A nova Capela, que haveria de trazer ao complexo arquitetónico a indispensável dimensão religiosa, estava ainda em construção e só viria a ser terminada em 1750 pelo Mestre José Álvares do Rego. Porém, nesta altura, António José, com a ajuda do seu filho D. Luís António, teria já encomendado o órgão positivo que haveria de ser instalado no coro alto. Datado de 1747, de construtor desconhecido, provavelmente discípulo dos grandes organeiros galegos que dominavam a construção deste instrumento que conheceu o seu auge no período barroco, o órgão vinha engrandecer a função eucarística, mas tornava também possível a fruição pela família e seus convidados de todo um repertório que então se espalhava pela Europa. 
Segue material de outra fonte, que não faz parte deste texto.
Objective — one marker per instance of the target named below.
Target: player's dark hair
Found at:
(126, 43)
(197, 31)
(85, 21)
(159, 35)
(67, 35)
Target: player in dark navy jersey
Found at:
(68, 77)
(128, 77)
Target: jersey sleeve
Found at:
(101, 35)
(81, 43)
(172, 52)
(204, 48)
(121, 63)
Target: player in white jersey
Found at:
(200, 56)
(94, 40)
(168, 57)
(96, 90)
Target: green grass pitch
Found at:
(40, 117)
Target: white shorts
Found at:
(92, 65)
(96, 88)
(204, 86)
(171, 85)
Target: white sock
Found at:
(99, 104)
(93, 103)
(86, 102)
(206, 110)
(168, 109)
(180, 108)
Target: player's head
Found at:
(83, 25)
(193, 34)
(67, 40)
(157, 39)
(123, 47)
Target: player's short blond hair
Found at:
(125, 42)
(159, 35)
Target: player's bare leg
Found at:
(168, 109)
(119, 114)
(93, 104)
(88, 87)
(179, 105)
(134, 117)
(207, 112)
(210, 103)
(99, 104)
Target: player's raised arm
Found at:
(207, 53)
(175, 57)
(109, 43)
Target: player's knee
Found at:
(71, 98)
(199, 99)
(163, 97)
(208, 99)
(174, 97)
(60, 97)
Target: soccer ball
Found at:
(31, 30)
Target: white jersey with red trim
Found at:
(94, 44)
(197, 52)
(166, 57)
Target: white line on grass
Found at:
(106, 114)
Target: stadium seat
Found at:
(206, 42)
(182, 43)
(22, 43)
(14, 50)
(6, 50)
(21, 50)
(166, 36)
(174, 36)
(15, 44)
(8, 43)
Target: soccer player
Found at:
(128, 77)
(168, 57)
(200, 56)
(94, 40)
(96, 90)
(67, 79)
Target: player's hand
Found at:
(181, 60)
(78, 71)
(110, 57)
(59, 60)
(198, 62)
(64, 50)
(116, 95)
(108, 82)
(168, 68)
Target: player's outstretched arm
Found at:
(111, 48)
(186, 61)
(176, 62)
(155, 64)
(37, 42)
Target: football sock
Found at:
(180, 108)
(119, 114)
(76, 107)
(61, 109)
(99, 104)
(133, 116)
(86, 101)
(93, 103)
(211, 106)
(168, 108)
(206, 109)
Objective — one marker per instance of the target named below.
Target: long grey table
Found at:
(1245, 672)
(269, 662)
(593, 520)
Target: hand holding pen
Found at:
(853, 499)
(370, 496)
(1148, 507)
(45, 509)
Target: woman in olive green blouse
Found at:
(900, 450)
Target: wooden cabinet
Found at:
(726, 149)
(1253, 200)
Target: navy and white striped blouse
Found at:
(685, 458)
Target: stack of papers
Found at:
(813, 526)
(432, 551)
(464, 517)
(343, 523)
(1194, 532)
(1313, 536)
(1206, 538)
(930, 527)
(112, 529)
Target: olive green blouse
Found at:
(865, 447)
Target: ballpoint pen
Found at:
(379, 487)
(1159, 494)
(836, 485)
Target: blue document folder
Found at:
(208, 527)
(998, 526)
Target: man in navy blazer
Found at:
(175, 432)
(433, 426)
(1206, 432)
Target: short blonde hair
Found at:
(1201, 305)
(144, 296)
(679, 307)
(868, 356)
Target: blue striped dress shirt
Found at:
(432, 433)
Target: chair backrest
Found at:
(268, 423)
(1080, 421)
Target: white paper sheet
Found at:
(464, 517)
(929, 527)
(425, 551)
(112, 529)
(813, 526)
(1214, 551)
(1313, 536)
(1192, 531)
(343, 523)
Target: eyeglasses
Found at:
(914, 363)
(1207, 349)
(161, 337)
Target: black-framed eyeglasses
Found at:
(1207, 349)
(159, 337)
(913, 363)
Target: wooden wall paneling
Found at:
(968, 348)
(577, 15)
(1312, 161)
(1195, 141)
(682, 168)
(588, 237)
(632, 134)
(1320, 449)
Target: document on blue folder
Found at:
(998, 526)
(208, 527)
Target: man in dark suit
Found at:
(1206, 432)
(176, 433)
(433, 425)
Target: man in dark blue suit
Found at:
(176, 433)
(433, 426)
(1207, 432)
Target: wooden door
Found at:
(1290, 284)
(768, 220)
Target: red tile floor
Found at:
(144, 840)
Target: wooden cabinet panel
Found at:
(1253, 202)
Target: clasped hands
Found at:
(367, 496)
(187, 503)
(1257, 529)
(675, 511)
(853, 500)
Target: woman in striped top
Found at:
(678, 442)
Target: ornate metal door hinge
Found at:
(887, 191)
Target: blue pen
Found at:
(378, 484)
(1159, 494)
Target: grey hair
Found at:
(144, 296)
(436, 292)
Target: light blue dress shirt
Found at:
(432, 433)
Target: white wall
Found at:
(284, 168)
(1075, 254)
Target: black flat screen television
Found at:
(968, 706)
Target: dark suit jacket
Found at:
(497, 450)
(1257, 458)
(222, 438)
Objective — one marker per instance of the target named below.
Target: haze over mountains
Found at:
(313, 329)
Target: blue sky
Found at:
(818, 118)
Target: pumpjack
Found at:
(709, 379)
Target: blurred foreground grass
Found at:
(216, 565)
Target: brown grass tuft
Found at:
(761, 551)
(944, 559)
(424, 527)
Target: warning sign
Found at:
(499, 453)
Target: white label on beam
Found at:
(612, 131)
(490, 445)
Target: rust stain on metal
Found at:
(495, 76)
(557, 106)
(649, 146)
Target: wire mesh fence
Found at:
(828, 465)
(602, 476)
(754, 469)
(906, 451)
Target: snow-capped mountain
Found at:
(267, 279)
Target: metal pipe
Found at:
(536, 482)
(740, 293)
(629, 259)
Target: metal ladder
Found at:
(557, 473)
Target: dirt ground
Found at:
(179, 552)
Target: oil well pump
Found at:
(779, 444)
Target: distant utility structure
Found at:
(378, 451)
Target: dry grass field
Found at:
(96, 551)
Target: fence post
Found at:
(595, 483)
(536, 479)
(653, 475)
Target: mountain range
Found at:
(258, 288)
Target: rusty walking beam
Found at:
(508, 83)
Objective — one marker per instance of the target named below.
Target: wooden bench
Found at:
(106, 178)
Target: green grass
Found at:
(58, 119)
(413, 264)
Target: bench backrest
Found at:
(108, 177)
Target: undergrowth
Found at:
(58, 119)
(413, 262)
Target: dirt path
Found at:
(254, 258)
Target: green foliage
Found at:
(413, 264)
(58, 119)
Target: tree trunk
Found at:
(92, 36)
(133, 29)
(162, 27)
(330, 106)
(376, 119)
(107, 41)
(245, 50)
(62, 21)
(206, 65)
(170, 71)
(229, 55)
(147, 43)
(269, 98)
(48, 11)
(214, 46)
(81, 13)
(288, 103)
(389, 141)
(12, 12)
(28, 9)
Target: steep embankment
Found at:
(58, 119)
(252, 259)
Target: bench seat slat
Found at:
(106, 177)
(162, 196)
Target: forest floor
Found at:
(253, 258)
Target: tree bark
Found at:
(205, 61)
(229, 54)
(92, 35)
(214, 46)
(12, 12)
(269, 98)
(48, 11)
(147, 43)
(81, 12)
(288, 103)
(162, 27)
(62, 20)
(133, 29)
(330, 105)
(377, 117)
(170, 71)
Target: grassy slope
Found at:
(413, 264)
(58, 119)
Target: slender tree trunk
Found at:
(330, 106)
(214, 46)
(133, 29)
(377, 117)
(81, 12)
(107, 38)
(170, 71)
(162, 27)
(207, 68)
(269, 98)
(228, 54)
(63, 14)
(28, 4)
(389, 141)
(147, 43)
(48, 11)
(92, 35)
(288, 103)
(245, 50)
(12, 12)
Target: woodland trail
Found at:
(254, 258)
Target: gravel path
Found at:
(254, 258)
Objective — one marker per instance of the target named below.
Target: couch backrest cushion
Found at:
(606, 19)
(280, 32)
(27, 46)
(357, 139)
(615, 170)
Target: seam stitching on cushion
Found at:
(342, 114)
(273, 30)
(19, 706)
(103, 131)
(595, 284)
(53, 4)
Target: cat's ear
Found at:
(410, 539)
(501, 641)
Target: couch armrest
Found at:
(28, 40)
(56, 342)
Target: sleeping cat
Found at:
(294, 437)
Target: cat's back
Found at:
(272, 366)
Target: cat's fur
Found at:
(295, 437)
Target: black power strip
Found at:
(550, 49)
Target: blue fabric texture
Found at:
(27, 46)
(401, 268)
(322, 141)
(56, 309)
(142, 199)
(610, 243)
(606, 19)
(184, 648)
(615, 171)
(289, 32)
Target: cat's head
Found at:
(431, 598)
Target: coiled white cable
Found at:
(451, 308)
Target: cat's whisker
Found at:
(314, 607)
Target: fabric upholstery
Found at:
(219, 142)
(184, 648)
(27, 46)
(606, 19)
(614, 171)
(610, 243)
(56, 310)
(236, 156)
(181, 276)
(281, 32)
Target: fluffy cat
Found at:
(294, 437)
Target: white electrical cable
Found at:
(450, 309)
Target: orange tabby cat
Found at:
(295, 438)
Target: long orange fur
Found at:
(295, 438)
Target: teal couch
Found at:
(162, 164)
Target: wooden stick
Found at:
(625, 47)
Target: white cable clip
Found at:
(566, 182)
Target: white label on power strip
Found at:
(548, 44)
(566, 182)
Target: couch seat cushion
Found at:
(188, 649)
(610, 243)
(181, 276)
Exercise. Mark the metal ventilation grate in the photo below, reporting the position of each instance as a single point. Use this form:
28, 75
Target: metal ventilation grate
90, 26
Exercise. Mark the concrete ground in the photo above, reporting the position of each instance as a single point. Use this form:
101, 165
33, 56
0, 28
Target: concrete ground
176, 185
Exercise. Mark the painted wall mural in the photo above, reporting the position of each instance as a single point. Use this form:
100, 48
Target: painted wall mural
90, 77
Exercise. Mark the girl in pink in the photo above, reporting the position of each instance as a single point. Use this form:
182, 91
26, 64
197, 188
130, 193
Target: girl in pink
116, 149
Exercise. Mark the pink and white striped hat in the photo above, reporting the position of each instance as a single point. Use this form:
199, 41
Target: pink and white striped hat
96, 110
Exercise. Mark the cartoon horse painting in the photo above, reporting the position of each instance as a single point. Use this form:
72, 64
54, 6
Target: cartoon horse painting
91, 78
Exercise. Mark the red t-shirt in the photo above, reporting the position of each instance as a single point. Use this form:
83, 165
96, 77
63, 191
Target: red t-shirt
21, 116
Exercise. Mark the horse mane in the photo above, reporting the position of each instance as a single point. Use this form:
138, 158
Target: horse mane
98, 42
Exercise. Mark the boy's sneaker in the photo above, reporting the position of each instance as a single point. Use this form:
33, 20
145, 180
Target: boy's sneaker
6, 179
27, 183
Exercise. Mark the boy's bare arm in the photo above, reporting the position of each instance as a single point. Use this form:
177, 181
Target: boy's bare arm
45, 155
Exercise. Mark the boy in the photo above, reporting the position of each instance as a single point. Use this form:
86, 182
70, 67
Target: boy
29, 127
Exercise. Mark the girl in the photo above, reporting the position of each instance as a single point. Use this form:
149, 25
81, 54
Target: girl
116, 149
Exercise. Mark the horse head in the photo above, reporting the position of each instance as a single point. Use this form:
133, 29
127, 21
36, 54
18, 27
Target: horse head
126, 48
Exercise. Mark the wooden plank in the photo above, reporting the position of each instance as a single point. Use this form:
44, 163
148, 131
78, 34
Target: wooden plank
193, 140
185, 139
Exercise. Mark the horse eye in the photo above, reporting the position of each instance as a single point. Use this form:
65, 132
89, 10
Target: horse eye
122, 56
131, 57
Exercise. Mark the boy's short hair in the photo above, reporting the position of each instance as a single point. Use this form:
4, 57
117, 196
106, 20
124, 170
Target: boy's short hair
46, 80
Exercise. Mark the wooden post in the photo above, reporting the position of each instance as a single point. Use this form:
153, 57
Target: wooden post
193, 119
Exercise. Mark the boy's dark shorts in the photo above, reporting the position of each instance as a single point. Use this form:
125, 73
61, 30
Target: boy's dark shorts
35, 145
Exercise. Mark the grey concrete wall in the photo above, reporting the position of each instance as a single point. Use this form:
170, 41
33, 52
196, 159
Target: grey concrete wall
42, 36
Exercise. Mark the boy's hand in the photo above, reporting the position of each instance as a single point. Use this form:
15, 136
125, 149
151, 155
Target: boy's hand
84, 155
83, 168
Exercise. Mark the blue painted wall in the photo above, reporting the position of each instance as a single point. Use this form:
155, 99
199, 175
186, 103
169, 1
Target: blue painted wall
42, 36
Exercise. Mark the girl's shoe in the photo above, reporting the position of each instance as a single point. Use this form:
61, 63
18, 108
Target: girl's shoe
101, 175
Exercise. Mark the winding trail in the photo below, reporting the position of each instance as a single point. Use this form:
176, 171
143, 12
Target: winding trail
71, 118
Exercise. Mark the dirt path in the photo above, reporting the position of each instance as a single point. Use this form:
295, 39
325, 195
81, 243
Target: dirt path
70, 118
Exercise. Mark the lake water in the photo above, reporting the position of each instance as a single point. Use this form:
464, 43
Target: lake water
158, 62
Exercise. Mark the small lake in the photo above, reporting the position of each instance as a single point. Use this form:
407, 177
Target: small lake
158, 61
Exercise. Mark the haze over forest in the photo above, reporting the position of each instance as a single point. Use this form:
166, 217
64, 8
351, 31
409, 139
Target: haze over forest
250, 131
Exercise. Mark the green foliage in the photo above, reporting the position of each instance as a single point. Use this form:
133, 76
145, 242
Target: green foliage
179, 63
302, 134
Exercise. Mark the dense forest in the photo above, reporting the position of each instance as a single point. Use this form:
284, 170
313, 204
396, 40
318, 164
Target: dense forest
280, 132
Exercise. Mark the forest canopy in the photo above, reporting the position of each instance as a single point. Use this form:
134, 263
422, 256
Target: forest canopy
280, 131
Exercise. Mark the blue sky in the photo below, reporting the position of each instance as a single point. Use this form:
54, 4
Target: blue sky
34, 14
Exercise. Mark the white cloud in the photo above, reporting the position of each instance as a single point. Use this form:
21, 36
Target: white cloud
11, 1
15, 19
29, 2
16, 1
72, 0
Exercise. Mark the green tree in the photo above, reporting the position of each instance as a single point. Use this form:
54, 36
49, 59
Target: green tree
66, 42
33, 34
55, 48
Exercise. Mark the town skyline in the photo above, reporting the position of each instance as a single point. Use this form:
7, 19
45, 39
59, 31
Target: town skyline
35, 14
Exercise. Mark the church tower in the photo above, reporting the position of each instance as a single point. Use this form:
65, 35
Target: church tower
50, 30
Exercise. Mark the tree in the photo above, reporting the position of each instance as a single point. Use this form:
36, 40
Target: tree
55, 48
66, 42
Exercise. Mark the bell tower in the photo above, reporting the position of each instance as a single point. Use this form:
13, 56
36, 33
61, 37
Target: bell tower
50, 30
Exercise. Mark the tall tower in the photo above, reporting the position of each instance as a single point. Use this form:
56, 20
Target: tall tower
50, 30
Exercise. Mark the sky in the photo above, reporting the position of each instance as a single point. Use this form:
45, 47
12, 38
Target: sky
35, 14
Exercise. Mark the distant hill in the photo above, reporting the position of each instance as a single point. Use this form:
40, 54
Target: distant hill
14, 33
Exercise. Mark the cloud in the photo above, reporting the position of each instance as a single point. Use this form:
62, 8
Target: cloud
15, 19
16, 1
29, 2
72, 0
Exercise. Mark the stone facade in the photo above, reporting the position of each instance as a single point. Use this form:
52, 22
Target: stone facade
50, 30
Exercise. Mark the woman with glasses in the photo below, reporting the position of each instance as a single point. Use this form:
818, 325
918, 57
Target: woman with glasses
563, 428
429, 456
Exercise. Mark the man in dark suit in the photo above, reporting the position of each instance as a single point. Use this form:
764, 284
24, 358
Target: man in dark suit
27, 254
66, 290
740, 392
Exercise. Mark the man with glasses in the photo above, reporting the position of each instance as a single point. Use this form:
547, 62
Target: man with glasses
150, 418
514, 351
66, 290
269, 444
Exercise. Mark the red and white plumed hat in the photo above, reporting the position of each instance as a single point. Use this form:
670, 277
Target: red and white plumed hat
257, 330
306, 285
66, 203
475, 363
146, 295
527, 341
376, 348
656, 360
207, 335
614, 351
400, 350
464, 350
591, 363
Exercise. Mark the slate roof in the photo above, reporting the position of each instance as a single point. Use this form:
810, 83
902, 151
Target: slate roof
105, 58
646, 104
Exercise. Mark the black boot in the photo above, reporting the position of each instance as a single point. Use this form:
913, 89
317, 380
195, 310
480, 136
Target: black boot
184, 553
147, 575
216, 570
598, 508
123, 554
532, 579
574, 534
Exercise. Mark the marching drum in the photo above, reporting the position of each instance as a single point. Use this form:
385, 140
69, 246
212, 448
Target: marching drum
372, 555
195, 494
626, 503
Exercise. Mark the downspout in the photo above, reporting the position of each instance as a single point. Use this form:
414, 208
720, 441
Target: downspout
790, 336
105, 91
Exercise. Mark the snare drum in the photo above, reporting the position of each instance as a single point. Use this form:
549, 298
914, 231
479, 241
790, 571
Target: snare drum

O órgão positivo, assim chamado porque, ao invés dos grandes órgãos embutidos na arquitetura das catedrais, pode ser transportado e pousado em sítios diferentes, é uma peça de museu como devem ser as peças de museu: vibra, soa, fala connosco e faz-nos viver sensações que, vindas de outros tempos, se tornam uma possibilidade de futuro.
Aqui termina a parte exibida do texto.